If the voltage level must be maintained over a specific interval, it is possible to reduce the thermal fluctuation uncertainty by adjusting the elapsed time from temperature sensor sampling to refresh control. In our refresh-control system, a temperature-to-refresh period table is employed to determine the proper refresh rate. As the use of timing information would require additional hardware, such information is not used in the proposed refresh-control system, which supports our goal of developing an algorithm without hardware overhead. Fig. 2 shows the proposed thermal guard band calculation method, in which d indicates the gap between voltage-shift and thermal sensor sampling, gb indicates the thermal guard band, 'slot' indicates the available computing time during the voltage-shift interval, and P min and P max indicate the minimum and maximum power values, respectively. In the computing process, the time domain is decomposed to time slots, modules are classified into DVFS clusters, and the influences of these on the thermal guard band are summed. This process is reasonable because the thermal R-C model [6] follows the superposition principle.
The use of separated computation is advantageous in terms of computational complexity. The computation complexity of the proposed method is 'of number of voltage levels × slot length' times greater than the method of [1] .

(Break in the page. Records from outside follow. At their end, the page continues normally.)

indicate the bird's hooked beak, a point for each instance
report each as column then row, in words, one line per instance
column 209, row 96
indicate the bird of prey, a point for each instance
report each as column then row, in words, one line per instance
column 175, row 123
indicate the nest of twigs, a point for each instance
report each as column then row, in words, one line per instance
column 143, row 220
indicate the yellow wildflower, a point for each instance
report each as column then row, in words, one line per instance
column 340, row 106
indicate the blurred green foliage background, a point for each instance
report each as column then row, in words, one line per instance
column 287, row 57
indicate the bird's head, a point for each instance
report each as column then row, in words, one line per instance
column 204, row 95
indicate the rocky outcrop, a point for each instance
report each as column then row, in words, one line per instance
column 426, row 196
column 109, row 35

Fig. 2 DVFS-aware thermal guard band calculation
Evaluation with simulation: To evaluate the proposed method, a 3D-integrated DRAM with processor architecture was modelled as four DRAM die stacked over a processor die. The temperature simulation tool HotSpot [6] and McPAT, a processor power and area modelling tool, [7] were employed. Two types of processor die were modelled: a multicore processer based on [8] and a single-core processor based on [9] . The modelled DRAM was based on the Micron DRAM described in [10] . To implement DVFS, five voltage levels, ranging from 0.5 to 0.9 V, were assumed in guard band setup and third voltage level is assumed in temperature distribution simulation. The single-core model employed a DVFS cluster with all components except for the L2 cache containing processor modules. In the multicore model, three types of DVFS clusters were simulated: a per-core cluster, a two-core cluster, and a four-core cluster. Adjacent cores were clustered to the same voltage. The most efficient sensor sampling rate, activated sensors, and refresh controller and sensor overheads were all obtained from [1] . Table 1 shows the results of the simulation. The refresh power values indicate the sum of the refresh power and the refresh controller and temperature sensor power, and the refresh interval is the average refresh interval of the 3D-stacked DRAM cells. The performances of the modelled systems were compared with the results obtained in [1] and were found to vary with processor architecture, with the single-core model demonstrating the highest efficiency. Implementation of the proposed method in the multicore model resulted in a relatively low efficiency since the DVFS-applicable area of this model is smaller than that of the single-core model and because multiple DVFS clusters induce thermal distribution uncertainty. Increasing the number of cores in the DVFS clusters improved the efficiency of the proposed method. Overall, the proposed method demonstrates high efficiency in a large DVFS cluster architecture. Conclusion: In this Letter, a thermal guard band calculation method for 3D-stacked DRAM refresh management was proposed. The proposed method can guarantee 3D-stacked DRAM data reliability despite a DVFS-induced thermal uncertainty. In a simulation, our method improved the refresh efficiency by up to 7% without additional hardware overhead.